S&P: Capital Management, ERM, Solvency II Concern European Insurers
Standard & Poor’s Ratings Services analyzes plans to pay back capital, maximizing ROEs and the lack of opportunities to deploy capital effectively in a new report – “Capital Management, Enterprise Risk Management, And Solvency II Are Top Of European Insurers’ Agendas.”

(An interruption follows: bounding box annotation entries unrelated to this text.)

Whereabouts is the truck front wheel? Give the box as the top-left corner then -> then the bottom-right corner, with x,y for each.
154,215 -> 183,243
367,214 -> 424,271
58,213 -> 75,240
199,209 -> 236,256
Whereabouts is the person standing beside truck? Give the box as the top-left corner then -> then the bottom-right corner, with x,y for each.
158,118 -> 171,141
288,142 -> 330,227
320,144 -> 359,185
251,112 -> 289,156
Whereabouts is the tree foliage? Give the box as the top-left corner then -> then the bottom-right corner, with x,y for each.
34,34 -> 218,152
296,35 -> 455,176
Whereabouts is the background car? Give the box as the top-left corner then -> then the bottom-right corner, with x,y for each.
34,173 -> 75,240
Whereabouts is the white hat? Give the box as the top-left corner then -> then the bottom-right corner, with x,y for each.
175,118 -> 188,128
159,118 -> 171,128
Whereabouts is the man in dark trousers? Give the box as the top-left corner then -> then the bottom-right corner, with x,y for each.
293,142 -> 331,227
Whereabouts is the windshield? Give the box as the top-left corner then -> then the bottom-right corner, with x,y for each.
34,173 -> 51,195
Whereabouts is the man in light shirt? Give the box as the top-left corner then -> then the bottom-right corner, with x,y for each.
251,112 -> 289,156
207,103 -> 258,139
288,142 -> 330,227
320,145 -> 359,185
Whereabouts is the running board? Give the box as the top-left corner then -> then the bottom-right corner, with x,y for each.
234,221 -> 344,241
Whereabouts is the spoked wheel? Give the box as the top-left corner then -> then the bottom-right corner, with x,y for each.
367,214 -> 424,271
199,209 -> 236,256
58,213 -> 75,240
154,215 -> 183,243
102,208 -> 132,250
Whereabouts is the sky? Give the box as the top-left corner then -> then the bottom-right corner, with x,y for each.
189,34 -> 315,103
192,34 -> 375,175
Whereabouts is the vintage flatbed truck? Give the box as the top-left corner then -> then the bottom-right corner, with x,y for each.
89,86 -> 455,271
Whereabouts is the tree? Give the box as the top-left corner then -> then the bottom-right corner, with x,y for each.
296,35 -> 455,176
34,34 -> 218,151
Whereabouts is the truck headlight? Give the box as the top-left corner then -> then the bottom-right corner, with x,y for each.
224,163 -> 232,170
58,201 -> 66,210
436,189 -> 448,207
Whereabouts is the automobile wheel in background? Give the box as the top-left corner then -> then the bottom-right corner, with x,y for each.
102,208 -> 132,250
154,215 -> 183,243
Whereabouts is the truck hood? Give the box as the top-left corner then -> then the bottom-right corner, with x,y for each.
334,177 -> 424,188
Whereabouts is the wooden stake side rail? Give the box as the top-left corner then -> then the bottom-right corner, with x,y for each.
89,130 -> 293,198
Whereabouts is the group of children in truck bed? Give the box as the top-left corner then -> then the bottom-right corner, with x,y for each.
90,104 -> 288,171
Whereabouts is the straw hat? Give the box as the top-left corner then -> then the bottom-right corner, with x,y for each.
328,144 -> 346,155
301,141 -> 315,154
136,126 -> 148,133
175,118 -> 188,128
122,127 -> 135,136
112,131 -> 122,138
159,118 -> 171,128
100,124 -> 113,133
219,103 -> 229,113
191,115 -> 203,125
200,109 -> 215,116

“We view share buybacks positively because of the likely favorable impact on financial flexibility when they are supported by a sound rationale and leave capital at levels consistent with current ratings,” explained S&P credit analyst Simon Marshall.
S&P noted that “probably the most relevant change” to its recently revised capital model concerns capital management, with the “introduction of explicit credit for diversification.” This type of credit is “in addition to the implicit diversification credit embedded in many of the charges (such as equity and mortality) where indices and industry-level data are being used.”
The report also discusses enterprise risk management (ERM), noting the “recent upgrades of three large insurance groups, where the quality of their ERM was a contributing factor. High levels of ERM should result in the insurers concerned producing future results that are within their risk tolerance, which in each case implies much less volatility than in the past.”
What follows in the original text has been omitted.